Make sure you keep your SSH server up-to-date. OpenSSH has a good security record, but you don't want to.

Consider carefully whether you need to allow password authentication. Normally you should be logging in only from trusted computers (don't type a password on a computer that may be running a key logger), and these trusted computers are generally under your control and have your ssh private key. So in most circumstances password authentication is not useful and you should disable it. The main reason to forbid password authentication is that users are poor at managing passwords: they reuse them (so the passwords get leaked) and they are bad at choosing hard-to-guess passwords (so the passwords get brute-forced). If you're the only user on the machine, and your password is strong, and you don't use that password anywhere else, and you don't have and will never have any kind of test account with an easy-to-guess password, and you will never open an account for a friend, then it's ok to allow password authentication.

You may want to restrict the set of users who are allowed to log in over ssh. In particular, disabling root logins may make attacks slower if you're up against an attacker of low-to-medium sophistication. This isn't that big a deal though; escalating from a user account to root is rarely the hardest part.
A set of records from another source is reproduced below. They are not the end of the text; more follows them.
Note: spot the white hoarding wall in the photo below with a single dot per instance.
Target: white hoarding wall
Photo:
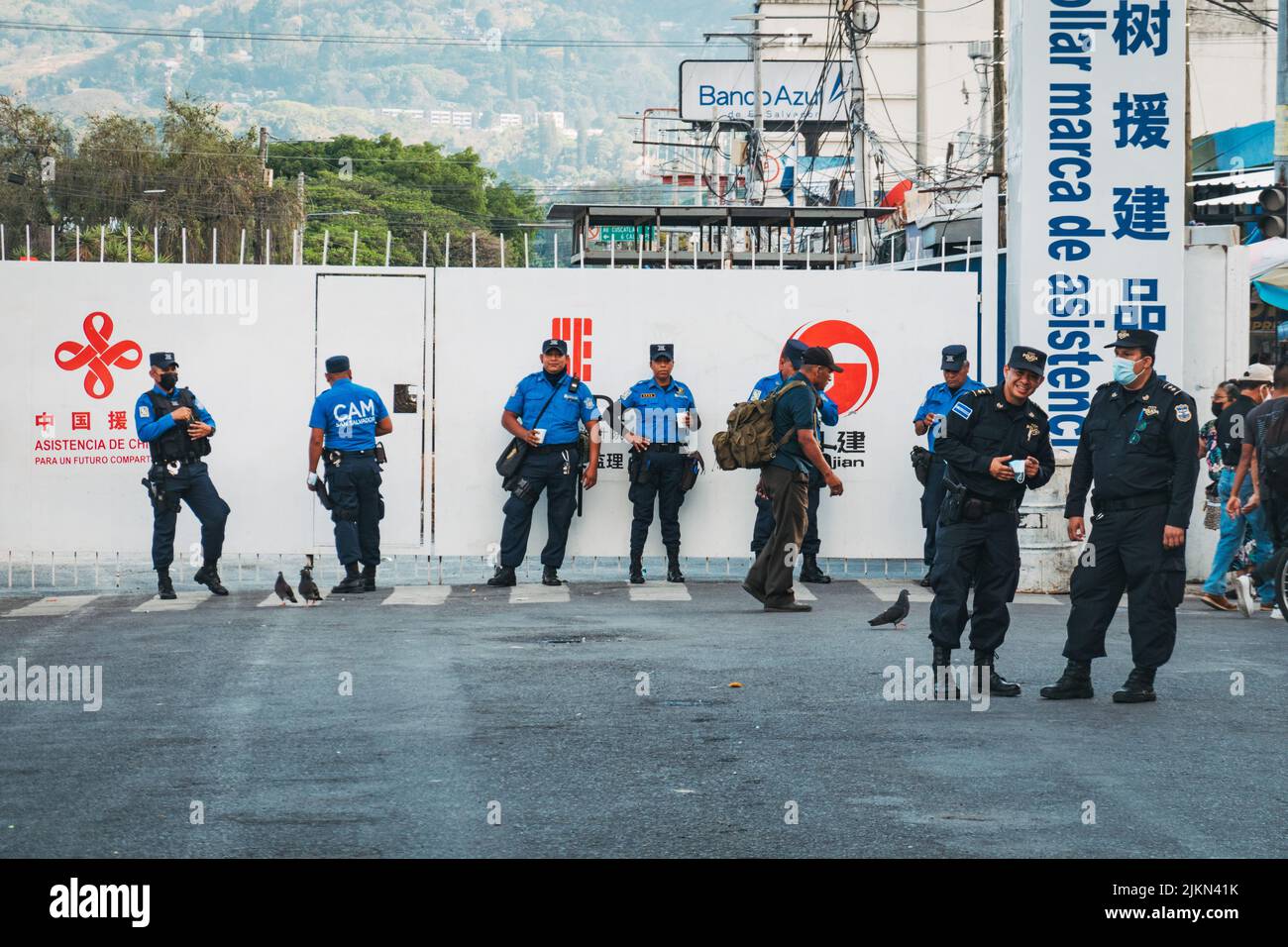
(793, 90)
(250, 339)
(1096, 189)
(885, 329)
If you can, keep logs on a separate machine or on read-only media. Note that there are many bots that perform brute-force attempts to log in with guessed passwords or weak keys. These bots are inoffensive against a properly secured setup (strong passwords, no low-entropy key), but can generate a log entries. A way to largely get rid of these brute-force attempts is to run ssh on a non-default port. Note that this is only a way to keep the volume of logs down (and perhaps slightly reduce the traffic from probing), it does not provide any additional security per se.
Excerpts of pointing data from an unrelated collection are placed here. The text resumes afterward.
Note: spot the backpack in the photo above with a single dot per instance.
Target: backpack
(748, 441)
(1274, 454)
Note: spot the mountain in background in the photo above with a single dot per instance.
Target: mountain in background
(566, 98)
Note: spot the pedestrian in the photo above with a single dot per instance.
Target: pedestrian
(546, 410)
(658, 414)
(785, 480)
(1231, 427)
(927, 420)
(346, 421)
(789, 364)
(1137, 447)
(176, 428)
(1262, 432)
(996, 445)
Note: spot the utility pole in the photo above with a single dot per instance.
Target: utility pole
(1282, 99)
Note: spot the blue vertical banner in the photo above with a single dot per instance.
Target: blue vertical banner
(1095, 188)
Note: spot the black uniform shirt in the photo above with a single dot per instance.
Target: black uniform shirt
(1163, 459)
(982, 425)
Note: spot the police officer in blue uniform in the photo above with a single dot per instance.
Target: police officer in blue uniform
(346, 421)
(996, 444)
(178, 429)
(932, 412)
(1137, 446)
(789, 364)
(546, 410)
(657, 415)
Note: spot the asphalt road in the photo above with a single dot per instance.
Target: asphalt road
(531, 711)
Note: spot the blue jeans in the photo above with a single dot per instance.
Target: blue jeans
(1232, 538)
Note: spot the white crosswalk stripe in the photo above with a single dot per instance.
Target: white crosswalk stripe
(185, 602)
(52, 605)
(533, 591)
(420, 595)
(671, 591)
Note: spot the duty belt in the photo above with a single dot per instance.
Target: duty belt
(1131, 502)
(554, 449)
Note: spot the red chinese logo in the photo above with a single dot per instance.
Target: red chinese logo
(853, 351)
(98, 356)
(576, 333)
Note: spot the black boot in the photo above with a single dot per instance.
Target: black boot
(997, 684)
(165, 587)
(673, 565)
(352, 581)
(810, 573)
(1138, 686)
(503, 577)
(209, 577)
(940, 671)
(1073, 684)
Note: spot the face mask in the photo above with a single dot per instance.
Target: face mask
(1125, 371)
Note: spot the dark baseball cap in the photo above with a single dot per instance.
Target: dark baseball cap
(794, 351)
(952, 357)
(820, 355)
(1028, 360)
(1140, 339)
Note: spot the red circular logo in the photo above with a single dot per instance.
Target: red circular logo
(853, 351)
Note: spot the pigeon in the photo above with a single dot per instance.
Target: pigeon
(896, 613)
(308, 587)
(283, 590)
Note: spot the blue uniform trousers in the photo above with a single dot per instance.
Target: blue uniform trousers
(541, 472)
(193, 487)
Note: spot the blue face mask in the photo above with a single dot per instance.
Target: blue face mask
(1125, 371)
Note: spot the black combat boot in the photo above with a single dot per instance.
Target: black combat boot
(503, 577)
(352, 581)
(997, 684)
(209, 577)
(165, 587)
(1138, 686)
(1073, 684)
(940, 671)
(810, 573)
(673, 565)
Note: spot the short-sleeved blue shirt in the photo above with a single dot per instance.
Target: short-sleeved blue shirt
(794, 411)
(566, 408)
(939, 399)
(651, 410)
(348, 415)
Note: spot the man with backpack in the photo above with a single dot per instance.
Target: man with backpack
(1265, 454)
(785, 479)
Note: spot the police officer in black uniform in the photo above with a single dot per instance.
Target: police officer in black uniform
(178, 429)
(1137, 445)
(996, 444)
See also this similar question on Security Stack Exchange.


Have a good read of the Hardening Linux Server question over on security stackexchange. It covers off closing weak services and removing unneeded and outdated services.


Limit the SSH-Connection-Rate and follow the link mentioned in the article to further harden your ssh-config. Also Limit sshd to use only protocol 2, forbid direct root-login via ssh.

Allow only your account to log in. Disable password authentication. Do not use port 22. Use a passphrase for your private key.